I recently began a suit project with Joe Morgan, one of the most supremely talented cutters on the Row.

Joe is both technically exacting and stylistically innovative. Not only does he make best use of the Tommy Nutter inheritance, updating those big lapels and nipped waist for a modern audience, but he continues to come up with new designs. Descending the stairs to the basement of 12 Savile Row will always reveal some new model, often inspired by one of the highly creative apprentices and tailors he works with, such as Michael Browne.

(Look out for a few of Michael’s outfits in the current issue of The Rake. He features in both the Pocket Guide and the blue-themed photo shoot. And Sarah Murray has a beautiful jacket to be featured in the magazine soon.)

My suit will be a navy three-piece, cut in a heavy twill from Dugdales with high-waisted trousers and a one-button jacket. We will incorporate many of the Nutters of Savile Row style points, but also some modern twists, such as lapped seams on the trousers. All grounded in that honest Huddersfield cloth.

As a precursor to the series, I include a few shots here of the trouser pattern Joe has made for me. It demonstrates a few of the technical points that translate into that particularly sharp cut that Joe is known for.

The first point to highlight is the left-hand side of the pattern above, which translates to the inside seam of the trouser. The fact that the gap between it and the pencil line is smaller at the top than the bottom shows that Joe cuts a relatively closed trouser, that is to hang perfectly when a man has his legs slightly closer together. Joe believes most tailors cut a trouser that is too open.

Second, the curve at the top of the other part of the trouser pattern shows what is called a ‘crooked seat’ – the angle required to get up and over my bum, and into the small of my back.

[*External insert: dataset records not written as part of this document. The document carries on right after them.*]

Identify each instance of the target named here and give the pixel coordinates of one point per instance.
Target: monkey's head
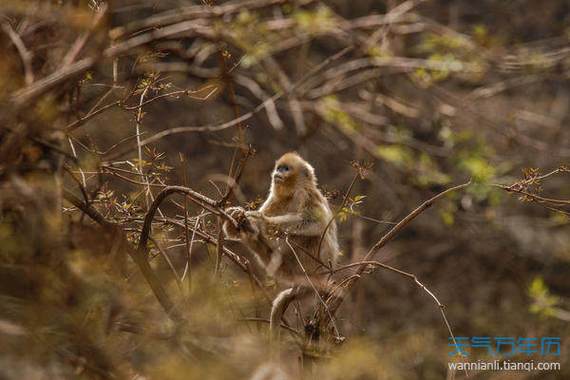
(292, 172)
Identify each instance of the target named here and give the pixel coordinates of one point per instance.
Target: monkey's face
(291, 171)
(284, 173)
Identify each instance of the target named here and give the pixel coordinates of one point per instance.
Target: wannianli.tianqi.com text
(504, 365)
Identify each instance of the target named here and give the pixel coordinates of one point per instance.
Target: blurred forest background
(105, 103)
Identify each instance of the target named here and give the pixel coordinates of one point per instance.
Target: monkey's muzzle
(278, 178)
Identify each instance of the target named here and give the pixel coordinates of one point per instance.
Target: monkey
(293, 233)
(296, 210)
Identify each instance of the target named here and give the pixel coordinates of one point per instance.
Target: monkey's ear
(309, 171)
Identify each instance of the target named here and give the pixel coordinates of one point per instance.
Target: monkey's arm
(298, 224)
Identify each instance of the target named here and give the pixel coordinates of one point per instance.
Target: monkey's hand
(246, 224)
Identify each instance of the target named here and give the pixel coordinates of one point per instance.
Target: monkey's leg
(280, 305)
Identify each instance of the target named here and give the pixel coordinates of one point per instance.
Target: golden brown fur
(294, 209)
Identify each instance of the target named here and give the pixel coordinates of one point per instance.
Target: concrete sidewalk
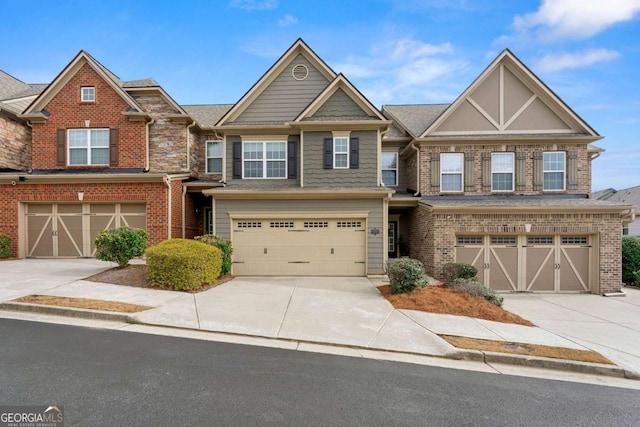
(346, 312)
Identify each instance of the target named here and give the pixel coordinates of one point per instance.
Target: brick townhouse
(307, 177)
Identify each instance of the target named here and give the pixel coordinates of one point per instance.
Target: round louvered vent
(300, 72)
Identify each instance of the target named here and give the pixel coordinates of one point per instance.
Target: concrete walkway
(347, 312)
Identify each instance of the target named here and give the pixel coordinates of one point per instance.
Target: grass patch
(527, 349)
(441, 300)
(86, 303)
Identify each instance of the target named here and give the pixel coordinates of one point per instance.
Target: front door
(393, 239)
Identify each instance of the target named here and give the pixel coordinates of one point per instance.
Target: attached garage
(299, 247)
(68, 230)
(530, 263)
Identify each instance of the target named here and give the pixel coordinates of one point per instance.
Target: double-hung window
(502, 175)
(214, 156)
(553, 171)
(341, 152)
(264, 159)
(451, 172)
(390, 169)
(88, 146)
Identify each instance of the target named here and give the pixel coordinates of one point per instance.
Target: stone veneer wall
(433, 238)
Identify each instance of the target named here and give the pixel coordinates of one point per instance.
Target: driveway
(610, 326)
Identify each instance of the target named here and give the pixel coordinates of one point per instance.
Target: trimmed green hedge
(182, 264)
(5, 246)
(121, 244)
(223, 245)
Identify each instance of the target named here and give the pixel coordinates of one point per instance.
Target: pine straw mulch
(441, 300)
(136, 275)
(85, 303)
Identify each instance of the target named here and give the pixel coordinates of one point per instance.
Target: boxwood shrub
(223, 245)
(5, 245)
(406, 275)
(182, 264)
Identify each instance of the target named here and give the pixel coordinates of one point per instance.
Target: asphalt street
(115, 378)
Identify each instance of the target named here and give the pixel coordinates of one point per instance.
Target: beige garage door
(68, 230)
(529, 263)
(299, 247)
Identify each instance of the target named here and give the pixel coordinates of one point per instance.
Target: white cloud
(561, 61)
(406, 71)
(576, 19)
(250, 5)
(287, 20)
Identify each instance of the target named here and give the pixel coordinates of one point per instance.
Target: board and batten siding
(259, 183)
(365, 176)
(375, 255)
(285, 97)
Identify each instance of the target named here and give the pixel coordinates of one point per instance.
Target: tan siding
(286, 97)
(375, 207)
(365, 176)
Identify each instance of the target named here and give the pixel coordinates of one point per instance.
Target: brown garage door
(61, 230)
(531, 263)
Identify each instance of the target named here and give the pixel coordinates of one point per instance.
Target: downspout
(417, 193)
(167, 181)
(184, 198)
(148, 126)
(188, 151)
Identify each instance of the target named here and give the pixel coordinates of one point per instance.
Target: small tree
(121, 244)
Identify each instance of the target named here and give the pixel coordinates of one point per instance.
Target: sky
(393, 51)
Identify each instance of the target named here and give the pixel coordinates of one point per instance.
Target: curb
(460, 354)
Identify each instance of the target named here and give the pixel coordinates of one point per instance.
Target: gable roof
(299, 47)
(340, 82)
(543, 96)
(69, 71)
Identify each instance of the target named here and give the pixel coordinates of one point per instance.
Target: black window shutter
(328, 153)
(114, 135)
(61, 147)
(292, 160)
(237, 160)
(354, 156)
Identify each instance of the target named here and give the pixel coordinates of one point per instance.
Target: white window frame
(336, 153)
(88, 94)
(563, 170)
(88, 147)
(495, 171)
(207, 157)
(460, 156)
(264, 160)
(383, 169)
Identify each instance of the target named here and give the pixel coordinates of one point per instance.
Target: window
(502, 172)
(390, 169)
(553, 170)
(88, 146)
(341, 152)
(87, 94)
(214, 156)
(264, 159)
(451, 172)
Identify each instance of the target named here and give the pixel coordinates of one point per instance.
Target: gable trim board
(508, 61)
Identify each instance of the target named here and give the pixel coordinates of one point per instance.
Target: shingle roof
(415, 118)
(523, 202)
(207, 115)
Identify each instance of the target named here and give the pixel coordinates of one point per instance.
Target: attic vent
(300, 72)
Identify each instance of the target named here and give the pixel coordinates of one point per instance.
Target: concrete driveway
(610, 326)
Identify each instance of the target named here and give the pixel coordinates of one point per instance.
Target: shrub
(121, 244)
(630, 257)
(5, 246)
(182, 264)
(223, 245)
(459, 270)
(476, 289)
(406, 275)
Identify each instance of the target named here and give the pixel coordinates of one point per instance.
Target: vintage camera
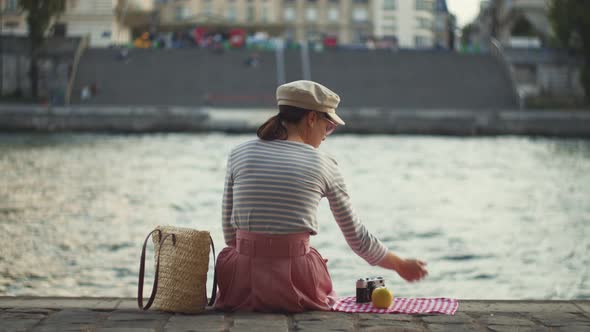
(366, 286)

Again, Joe thinks not enough tailors put that amount of slope into the pattern.

And the third point is a construction one. Joe does many things to shape the suit, relying less on the tailor to do so. The darting in the chest canvas, for example, is quite extreme, and in the image at the top of this post you can see how the waistband lining on the trousers is slit to allow it to curve.  

There are plenty of others, such as making the top sleeve a lot bigger than the bottom sleeve, so the seam rotates inside the arm and can’t be seen from the front. But there’ll be plenty of time for those over the course of the series.